HHV-6 reactivation is detected in the blood of 40–60% of HSCT patients. Clinical syndromes associated with the infection include delayed engraftment, fever, rash, hepatitis, pneumonitis, gastroduodenitis and encephalitis. No disease has been associated with HHV-6 in patients with hematological malignancies who have not undergone HSCT. Encephalitis may be considered as the most serious clinical syndrome, although it is a rare event: only 40 cases have been described in the literature so far, usually 1–2 months post HSCT. Apparently, encephalitis due to HHV-6 is more common after cord blood or human leukocyte antigen-mismatched graft; the clinical picture includes short-term memory loss, seizures, hyponatremia, CSF pleocytosis and elevated CSF protein levels. The diagnosis of HHV-6 infection may be obtained using quantitative PCR-based evaluation of HHV-6 DNA copies per ml in whole blood, plasma or serum. Nevertheless, chromosomally integrated HHV-6 should be excluded; the prevalence of vertical transmission from mother/father is about 1% and is characterized by persistent high HHV-6 DNA level (7.0 log10 copies per ml whole blood). Whether HHV-6 viremia increases mortality remains to be determined; most studies found no association between mortality and HHV-6 infection, likely because of the frequent occurrence of spontaneously resolving viremia and the multifactorial interaction of immune deficiency, GVHD and concomitant complications in HSCT recipients who develop HHV-6 viremia.

Epstein-Barr virus

The most serious and life-threatening event associated with the EBV infection is the occurrence of posttransplant lymphoproliferative disease, a heterogeneous group of EBV diseases with neoplastic lymphoproliferation caused by iatrogenic suppression of T-cell function. Major risk factors for the post-transplant lymphoproliferative disease includes unrelated/mismatched T-cell depletion (in particular with ATG), the use of cord blood and EBV serology mismatch (recipient negative, donor positive). According to these considerations, prospective monitoring of EBV-DNAemia is strongly recommended in high-risk patients once a week up to 3 months after the transplant, or longer in those patients with GVHD. There are very few data regarding the prophylaxis of EBV disease,4 although B-cell depletion might potentially reduce the risk of EBV disease. A preemptive approach for EBV-DNAemia represents, at present, the standard of care, based on the administration of Rituximab associated with the reduction of systemic immunosuppression whenever possible. The response to therapy could be identified by a decrease in EBV-DNAemia of at least one log of magnitude in the first week of treatment.

Respiratory viruses

In immunocompromised host, respiratory viruses may be associated with many symptoms. These span from cold episodes to croup, bronchiolitis in children and exacerbation of asthma or frank pneumonia in adults. The incidence of respiratory virus infections differs significantly among the studies; this observation is underscored by the study of Ljungman et al.,4 in which the incidence varied from 0 to 18% between the 37 European participating centers. Lymphopenia seems to be the most important risk factor for progression to lower respiratory disease.

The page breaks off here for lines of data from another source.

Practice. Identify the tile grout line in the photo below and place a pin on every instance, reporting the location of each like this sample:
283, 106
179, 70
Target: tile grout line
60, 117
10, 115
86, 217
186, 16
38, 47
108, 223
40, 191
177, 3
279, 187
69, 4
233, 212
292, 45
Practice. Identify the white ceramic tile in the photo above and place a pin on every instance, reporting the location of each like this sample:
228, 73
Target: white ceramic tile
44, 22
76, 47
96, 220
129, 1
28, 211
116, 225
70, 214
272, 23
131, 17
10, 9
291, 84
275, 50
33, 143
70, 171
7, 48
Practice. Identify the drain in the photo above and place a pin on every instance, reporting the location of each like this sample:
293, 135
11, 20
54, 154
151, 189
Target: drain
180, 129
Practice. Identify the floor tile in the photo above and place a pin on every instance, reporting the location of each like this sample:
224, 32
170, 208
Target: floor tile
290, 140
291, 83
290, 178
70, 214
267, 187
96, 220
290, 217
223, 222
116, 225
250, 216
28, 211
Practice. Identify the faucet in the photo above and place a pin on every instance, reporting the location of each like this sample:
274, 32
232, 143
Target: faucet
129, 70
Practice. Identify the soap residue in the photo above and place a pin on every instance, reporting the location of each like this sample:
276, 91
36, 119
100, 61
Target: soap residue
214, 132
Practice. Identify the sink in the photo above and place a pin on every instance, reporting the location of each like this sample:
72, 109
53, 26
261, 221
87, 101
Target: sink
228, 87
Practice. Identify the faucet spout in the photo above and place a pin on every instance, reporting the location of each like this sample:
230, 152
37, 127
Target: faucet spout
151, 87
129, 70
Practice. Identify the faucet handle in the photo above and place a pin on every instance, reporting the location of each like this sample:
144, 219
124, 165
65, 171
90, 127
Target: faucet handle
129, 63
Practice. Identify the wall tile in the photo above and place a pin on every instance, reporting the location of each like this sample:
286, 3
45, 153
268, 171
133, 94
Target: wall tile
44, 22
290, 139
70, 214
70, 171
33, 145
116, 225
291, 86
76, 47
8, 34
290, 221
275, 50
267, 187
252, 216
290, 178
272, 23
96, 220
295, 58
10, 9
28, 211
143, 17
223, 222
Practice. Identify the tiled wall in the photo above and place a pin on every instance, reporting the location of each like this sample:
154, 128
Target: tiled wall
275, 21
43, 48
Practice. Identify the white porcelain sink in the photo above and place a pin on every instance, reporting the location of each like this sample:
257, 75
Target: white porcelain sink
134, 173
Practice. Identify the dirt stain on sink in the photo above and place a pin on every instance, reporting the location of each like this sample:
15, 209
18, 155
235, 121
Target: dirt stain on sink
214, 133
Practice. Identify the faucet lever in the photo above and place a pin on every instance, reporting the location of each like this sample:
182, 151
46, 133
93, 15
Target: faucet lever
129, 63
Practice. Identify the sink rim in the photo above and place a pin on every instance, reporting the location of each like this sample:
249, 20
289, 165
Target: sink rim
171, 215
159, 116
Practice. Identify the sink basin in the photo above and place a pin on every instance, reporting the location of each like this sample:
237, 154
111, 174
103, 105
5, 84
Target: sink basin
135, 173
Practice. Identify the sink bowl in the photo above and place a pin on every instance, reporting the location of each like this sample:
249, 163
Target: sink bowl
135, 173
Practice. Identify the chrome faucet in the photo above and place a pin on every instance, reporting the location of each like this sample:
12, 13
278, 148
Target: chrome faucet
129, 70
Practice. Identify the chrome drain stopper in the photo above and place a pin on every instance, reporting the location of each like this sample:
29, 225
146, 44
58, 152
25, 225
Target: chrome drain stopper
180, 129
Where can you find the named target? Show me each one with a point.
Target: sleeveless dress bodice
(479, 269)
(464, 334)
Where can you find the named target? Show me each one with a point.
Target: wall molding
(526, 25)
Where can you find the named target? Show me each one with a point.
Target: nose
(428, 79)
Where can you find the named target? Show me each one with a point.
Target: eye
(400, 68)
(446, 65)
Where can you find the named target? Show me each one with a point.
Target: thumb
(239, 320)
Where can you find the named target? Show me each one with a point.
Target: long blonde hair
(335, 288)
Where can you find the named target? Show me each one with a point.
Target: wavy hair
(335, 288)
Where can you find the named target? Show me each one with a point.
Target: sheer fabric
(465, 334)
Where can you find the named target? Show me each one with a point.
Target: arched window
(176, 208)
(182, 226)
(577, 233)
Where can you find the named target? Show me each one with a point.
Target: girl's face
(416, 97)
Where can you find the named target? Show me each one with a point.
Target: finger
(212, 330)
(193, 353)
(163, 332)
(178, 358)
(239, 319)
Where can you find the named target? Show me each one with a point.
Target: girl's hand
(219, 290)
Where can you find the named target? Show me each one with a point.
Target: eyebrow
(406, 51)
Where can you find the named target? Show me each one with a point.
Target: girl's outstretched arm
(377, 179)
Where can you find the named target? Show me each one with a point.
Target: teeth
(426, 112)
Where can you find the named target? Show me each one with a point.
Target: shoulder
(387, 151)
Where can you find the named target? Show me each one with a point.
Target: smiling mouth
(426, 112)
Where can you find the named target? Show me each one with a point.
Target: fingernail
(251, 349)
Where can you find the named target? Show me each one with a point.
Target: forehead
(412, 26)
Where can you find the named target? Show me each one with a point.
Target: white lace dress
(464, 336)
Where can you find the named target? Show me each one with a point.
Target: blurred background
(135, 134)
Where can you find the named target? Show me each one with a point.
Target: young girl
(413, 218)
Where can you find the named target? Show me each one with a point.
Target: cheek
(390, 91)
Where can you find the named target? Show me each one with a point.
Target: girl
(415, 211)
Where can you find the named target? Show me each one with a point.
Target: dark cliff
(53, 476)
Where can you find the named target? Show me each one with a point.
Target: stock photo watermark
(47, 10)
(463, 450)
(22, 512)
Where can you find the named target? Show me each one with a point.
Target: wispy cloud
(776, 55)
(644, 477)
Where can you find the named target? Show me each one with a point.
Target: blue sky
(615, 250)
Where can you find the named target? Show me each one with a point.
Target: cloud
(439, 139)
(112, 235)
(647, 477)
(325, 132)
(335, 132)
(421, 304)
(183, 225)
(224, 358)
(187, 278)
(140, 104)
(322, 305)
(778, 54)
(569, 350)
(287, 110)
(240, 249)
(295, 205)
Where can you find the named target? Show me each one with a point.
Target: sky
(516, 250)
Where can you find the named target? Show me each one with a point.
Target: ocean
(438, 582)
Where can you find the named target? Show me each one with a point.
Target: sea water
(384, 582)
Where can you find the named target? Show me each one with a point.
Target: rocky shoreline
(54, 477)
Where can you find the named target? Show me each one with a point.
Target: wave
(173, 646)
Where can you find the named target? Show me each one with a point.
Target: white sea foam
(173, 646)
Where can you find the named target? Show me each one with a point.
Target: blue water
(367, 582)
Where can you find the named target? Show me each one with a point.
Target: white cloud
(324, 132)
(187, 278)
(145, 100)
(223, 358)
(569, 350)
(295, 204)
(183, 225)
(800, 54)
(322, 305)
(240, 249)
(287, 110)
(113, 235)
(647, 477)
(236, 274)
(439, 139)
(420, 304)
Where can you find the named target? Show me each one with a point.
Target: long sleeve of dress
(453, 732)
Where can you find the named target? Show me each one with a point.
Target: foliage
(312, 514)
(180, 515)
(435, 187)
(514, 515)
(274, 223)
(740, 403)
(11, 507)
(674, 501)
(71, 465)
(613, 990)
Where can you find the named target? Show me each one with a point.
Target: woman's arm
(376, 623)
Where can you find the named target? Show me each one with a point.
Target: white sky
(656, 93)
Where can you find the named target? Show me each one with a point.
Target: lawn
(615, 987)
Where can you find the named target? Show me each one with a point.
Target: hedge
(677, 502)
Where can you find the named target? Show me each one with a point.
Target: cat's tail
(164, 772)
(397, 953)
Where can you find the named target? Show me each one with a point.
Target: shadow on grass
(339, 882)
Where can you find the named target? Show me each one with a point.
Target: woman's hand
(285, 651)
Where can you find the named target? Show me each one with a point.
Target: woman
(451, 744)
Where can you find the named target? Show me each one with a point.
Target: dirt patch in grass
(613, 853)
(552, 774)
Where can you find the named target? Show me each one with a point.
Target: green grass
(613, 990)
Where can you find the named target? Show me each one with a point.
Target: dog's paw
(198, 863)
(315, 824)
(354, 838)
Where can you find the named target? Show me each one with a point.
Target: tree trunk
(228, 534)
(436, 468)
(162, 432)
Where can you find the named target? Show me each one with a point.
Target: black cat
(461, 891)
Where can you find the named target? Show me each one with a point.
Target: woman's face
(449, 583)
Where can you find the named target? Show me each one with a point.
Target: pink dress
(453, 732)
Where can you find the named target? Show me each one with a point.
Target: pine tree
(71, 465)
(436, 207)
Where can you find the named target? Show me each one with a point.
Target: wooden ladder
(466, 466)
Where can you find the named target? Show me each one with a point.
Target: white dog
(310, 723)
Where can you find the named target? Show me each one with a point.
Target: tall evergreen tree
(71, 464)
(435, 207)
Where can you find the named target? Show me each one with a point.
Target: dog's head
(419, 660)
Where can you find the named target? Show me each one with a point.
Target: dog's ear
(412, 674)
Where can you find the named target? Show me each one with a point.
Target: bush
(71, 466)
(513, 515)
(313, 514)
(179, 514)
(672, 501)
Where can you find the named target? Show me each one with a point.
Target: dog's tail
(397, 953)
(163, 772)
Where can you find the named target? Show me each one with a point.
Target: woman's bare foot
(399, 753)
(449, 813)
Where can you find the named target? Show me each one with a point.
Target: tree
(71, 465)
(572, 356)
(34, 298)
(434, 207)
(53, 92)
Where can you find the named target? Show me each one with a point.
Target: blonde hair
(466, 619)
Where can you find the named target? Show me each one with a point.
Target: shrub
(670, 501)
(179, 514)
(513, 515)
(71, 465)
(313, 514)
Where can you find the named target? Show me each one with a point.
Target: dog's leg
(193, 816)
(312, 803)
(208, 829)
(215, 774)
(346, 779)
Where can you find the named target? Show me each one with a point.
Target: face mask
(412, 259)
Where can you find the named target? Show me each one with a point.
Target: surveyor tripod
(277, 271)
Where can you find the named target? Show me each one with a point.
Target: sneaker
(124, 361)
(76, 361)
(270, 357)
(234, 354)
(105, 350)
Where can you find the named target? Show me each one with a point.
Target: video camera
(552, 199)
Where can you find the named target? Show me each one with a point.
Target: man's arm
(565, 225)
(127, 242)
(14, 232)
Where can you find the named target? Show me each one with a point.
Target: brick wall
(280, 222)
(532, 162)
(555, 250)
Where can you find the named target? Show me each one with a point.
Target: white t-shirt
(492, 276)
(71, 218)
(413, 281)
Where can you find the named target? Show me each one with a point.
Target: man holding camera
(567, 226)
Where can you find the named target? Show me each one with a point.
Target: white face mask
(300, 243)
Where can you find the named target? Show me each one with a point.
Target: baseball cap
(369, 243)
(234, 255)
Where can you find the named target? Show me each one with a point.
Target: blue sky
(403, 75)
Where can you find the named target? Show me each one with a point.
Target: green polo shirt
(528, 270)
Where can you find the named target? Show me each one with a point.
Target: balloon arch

Among the other viral infections, it is worthwhile recalling that HBV reactivation is common following chemotherapy (purine analogs), monoclonal antibodies (rituximab and alemtuzumab) and allogeneic HSCT. In fact, immune suppression may lead to increase HBV replication, whereas the immune reconstitution within weeks and months following recovery from chemotherapy/immunosuppressive treatments may be associated with a flare of hepatitis B manifested by hepatocellular injury.

In conclusion, viral infections remain a serious complication in patients with hematological malignancies. Recent advances in rapid diagnostic methods and a growing number of antiviral agents are allowing for more efficient management strategies against these pathogens.